Traceability is the ability to track the movement of a food product, one step forward and one step back in the supply chain. In this video, we look at how a business would create traceability records.

Traceability requirements under the Safe Food for Canadians Regulations – Transcript

[Anna's pasta sauce factory is in front of a mountainous landscape. A truck leaves the factory.]

[A map of Canada appears, illustrating how Anna's products travel from British Columbia to Saskatchewan]

Anna owns a pasta sauce business. Because Anna sells her product across provincial boundaries, she needs to keep traceability documents under the Safe Food for Canadians Regulations

[Text on screen: Traceability documents]

[Text on screen: Safe Food for Canadians Regulations]

[Jars of pasta sauce are labelled by a machine on a conveyor belt. An arrow points to the left at tomato plants on a farm. Another arrow points to the right at a retail worker placing jars of pasta sauce on a store shelf.]

This means Anna needs to identify and document the pasta sauce she is making; trace back the ingredients she used; and trace the pasta sauce forward to the businesses she sold it to.

[Text on screen: Identify & document]

[A jar of pasta sauce appears on the left with a picture of a tomato and "Garlic and Basil Pasta Sauce" displayed on the label. It changes to show a headshot of Anna, a barcode and LOT 55359 on the back.]

[A tablet appears on the right with "Anna's Pasta Sauce," "Name: Garlic and Basil Pasta Sauce," "Lot Code: LOT 55359," and "Manufactured: Anna's Pasta Sauce Ltd., 355 Smythe Rd., Vancouver, BC" typed on the screen.]

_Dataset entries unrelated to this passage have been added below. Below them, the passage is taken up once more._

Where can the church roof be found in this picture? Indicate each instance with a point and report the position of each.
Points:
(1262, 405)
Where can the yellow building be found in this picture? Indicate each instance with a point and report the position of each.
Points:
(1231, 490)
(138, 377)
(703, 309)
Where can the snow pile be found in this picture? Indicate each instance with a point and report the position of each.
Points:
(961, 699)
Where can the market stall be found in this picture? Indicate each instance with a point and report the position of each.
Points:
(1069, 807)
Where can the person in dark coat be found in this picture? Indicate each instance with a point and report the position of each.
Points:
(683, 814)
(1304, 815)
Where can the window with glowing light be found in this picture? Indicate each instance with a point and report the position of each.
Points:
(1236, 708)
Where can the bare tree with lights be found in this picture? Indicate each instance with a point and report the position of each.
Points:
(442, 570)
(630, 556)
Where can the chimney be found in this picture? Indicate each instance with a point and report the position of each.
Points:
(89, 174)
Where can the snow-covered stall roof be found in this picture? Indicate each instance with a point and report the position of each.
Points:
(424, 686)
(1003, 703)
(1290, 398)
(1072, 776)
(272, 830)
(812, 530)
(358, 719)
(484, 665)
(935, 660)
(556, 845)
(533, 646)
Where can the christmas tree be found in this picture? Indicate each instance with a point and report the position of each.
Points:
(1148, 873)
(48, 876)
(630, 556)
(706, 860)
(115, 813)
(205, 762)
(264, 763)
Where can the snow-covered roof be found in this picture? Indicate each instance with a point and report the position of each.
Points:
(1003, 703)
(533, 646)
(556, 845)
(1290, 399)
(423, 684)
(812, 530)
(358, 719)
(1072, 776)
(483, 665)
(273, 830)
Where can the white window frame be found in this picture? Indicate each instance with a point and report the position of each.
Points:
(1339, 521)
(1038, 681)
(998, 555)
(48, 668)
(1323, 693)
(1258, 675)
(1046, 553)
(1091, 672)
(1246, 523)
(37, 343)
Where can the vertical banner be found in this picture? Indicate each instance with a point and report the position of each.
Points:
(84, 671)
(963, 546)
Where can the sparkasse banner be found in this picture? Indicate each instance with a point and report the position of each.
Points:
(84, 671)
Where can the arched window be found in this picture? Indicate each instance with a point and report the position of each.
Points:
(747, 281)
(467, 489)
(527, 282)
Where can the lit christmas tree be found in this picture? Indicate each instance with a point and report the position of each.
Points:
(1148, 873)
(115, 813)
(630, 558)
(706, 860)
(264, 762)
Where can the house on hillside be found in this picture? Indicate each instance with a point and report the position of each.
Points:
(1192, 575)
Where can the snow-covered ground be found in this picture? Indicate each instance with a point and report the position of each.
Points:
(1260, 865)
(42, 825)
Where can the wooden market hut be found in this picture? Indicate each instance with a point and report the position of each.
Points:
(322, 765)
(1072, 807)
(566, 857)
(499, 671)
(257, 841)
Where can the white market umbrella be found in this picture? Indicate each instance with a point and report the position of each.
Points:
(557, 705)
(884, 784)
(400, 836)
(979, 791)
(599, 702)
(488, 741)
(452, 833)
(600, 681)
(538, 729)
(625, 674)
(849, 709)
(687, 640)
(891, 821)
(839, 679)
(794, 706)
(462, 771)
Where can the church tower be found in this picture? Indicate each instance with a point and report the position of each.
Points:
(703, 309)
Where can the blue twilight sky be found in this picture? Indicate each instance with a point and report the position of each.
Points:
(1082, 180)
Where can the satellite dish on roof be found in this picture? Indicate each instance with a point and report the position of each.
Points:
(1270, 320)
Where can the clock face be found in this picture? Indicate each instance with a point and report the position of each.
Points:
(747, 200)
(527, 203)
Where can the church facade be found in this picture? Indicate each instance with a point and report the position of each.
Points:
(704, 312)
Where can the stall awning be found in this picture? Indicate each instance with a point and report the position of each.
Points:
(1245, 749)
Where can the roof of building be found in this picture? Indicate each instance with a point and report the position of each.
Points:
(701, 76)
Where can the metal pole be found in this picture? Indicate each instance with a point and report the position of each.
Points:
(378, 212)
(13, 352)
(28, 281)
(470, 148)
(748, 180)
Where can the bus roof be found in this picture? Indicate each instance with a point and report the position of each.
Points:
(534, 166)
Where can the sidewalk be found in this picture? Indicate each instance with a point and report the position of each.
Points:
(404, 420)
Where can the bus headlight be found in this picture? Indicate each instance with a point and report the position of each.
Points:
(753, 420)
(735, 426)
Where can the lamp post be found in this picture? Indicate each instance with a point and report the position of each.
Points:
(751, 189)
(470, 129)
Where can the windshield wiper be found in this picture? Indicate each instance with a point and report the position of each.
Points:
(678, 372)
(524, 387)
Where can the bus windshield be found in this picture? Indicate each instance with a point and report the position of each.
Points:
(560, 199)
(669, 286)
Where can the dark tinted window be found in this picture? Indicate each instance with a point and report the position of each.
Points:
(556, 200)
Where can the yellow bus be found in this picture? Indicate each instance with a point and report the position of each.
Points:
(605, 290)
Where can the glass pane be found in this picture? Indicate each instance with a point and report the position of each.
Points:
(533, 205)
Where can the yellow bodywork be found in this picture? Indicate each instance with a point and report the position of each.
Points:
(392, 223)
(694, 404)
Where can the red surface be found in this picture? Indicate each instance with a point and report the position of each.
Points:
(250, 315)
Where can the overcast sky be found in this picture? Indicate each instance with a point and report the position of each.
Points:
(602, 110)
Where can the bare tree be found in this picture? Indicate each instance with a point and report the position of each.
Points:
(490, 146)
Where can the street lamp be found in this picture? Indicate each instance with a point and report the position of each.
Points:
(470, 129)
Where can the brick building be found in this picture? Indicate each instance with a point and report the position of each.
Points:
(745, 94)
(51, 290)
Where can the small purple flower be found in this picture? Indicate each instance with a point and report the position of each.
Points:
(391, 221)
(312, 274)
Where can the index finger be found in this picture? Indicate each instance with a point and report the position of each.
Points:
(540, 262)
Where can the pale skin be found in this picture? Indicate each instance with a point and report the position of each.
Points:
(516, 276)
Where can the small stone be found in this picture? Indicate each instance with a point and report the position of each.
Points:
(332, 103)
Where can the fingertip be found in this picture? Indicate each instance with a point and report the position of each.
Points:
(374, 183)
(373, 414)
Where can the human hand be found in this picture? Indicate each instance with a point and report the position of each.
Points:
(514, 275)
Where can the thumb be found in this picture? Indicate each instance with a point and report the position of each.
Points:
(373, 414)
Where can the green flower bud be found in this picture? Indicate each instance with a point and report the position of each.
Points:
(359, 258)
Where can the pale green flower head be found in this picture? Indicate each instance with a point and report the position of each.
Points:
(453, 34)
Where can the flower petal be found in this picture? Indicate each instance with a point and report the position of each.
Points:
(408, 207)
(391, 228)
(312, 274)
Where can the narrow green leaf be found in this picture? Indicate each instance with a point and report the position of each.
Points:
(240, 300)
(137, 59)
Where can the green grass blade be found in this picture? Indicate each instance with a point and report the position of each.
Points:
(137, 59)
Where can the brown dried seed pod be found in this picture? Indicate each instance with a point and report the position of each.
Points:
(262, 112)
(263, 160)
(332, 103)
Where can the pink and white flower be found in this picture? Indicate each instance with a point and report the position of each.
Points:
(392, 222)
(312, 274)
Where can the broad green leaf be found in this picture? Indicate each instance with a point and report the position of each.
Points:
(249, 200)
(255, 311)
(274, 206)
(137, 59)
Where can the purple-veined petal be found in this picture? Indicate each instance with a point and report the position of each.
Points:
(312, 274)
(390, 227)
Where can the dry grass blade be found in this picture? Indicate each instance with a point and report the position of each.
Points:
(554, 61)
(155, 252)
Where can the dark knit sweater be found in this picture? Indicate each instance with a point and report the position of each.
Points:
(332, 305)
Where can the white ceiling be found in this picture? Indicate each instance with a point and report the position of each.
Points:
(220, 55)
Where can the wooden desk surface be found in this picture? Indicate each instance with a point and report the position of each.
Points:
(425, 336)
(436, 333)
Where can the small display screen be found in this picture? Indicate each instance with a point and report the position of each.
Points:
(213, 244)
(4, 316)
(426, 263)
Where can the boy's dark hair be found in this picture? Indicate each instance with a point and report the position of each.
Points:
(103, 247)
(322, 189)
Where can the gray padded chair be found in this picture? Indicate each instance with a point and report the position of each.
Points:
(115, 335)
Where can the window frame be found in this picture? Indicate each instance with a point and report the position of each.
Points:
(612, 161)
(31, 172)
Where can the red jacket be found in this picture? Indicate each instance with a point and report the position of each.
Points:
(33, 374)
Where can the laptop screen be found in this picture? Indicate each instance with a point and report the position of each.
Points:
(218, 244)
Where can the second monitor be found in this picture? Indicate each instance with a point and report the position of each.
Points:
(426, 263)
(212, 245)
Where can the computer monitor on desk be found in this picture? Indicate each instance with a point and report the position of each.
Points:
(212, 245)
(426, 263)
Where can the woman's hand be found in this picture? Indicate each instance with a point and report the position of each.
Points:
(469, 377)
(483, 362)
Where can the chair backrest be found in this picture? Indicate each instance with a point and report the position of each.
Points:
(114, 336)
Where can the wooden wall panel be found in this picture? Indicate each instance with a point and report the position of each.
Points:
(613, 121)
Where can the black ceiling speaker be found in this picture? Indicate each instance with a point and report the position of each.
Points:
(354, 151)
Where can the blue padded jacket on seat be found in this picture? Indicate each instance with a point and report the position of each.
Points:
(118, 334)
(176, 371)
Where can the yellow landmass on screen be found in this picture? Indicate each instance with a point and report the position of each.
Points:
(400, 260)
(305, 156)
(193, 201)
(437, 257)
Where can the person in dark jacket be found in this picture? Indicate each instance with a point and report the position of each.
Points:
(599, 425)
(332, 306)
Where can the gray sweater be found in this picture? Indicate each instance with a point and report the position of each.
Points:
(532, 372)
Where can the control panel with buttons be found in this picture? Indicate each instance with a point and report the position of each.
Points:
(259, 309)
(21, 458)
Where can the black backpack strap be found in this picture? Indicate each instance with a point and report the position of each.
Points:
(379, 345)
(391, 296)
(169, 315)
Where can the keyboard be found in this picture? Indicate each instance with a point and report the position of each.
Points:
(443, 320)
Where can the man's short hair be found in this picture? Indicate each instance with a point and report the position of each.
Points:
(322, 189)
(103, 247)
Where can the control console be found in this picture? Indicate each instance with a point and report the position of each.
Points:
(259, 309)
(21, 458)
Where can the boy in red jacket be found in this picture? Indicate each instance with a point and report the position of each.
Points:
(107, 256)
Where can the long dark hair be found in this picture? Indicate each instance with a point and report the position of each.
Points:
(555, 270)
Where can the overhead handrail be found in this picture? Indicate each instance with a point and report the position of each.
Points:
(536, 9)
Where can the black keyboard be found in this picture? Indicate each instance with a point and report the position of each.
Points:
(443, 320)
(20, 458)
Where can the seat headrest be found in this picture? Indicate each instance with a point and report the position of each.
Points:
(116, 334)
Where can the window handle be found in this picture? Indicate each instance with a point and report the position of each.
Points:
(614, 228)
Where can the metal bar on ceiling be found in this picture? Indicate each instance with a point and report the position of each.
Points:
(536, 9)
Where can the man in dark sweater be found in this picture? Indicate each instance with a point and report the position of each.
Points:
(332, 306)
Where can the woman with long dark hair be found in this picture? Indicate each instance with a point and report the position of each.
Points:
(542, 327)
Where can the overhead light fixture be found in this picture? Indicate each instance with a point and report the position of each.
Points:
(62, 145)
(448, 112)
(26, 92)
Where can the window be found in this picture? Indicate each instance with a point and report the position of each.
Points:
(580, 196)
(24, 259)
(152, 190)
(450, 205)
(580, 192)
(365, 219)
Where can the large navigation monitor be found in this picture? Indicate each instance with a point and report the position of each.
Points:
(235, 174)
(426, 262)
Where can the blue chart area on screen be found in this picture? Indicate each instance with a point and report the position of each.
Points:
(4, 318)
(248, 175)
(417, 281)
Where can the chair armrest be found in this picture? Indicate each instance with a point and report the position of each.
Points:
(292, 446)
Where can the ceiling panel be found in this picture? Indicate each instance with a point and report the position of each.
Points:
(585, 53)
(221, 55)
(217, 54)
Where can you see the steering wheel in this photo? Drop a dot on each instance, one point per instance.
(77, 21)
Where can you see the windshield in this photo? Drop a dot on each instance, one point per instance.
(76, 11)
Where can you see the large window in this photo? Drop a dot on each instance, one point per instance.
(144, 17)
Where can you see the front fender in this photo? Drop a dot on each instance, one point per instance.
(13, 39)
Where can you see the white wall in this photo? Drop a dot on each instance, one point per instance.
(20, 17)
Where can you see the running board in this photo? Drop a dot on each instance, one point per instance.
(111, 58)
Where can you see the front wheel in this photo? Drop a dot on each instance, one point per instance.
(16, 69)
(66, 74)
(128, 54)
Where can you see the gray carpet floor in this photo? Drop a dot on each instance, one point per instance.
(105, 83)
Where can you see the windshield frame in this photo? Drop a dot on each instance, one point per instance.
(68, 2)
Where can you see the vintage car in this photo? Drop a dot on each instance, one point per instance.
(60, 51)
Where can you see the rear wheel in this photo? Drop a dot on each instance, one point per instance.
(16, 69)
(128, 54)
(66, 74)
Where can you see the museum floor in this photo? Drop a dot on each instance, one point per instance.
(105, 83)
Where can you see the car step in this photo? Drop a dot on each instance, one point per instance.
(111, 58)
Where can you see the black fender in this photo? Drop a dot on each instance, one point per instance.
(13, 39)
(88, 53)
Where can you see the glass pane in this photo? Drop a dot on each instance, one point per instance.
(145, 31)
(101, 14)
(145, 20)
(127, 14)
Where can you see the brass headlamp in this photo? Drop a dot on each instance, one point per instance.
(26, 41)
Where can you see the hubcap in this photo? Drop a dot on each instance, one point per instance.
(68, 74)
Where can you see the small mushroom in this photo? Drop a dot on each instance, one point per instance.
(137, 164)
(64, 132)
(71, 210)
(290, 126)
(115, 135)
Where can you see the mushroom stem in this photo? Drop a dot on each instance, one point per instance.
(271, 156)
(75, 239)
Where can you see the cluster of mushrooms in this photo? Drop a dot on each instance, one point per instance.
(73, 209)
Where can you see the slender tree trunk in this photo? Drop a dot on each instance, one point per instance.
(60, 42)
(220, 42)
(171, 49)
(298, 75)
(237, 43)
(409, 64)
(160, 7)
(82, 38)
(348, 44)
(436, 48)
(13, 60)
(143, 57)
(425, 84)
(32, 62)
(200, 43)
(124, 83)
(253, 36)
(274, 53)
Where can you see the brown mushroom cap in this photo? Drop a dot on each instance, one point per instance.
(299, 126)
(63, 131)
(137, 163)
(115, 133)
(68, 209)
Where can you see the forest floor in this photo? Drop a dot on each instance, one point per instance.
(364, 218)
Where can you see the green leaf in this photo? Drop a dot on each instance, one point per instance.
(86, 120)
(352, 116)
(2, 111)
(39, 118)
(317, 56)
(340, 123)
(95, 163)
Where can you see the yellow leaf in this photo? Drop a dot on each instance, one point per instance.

To identify the pasta sauce, Anna needs to document:

  • its common name
  • a lot code or unique identifier that she creates; and
  • the name and address of the location she makes the pasta sauce

[A small picture of Anna's pasta sauce factory in front of a mountainous landscape appears in place of the jar of pasta sauce.]

[Text on screen: Trace back]

[A tomato, garlic and basil leaves appear on the left of the screen.]

[The tablet changes to display "Anna's Pasta Sauce," "Ingredients: Tomatoes, garlic, basil," "Source: Grower's Farm, 225 A Road, Vancouver, BC," and "Date: June 15 XXXX."]

[The background changes to a tomato farm with a windmill.]

[The background changes to a calendar with a circled date.]

To trace back the ingredients one step, Anna needs to document:

  • each ingredient she received
  • the name and address of the farm or other food business she received those ingredients from; and
  • the date she received them

[Anna stands at a selling stand with jars of pasta sauce on the counter and "Anna's Pasta Sauce" written on the front.]

[Three stores appear.]

[Text on screen: Trace forward]

[One store remains on the left of the screen. A tablet appears on the right of the screen with "Anna's Pasta Sauce," "Name: Jim's Market," "Address: 336 Main Street, Regina, SK," and "Date: July 12, XXXX."]

[A calendar appears with a circled date.]

If Anna sells directly to consumers, she does not need to trace her product forward. But if Anna sells to other businesses or locations in another province, she needs to trace her pasta sauce one step forward. She needs to document:

  • the name and address of the businesses to whom she sells her pasta sauce to; and
  • the date she sold them the pasta sauce.

[Papers and a tablet display information about Anna's Pasta Sauce and Jim's Market.]

[Text on screen: Two years]

Anna needs to keep these traceability documents for two years either as hard copy or electronically.

[A jar of pasta sauce appears with "Garlic and Basil Pasta Sauce," a tomato, a headshot of Anna, "LOT 55359," "Anna's Pasta Sauce," and "355 Smythe Rd., Vancouver BC" displayed on the label.]

[A headshot of Anna holding a jar of pasta sauce appears.]

[Text on screen: CFIA labelling requirements]

She also needs to make sure her product is labelled with the common name, the lot code or unique identifier; and her business name and the address where she makes the pasta sauce. These traceability labelling requirements are in addition to other Canadian Food Inspection Agency labelling requirements.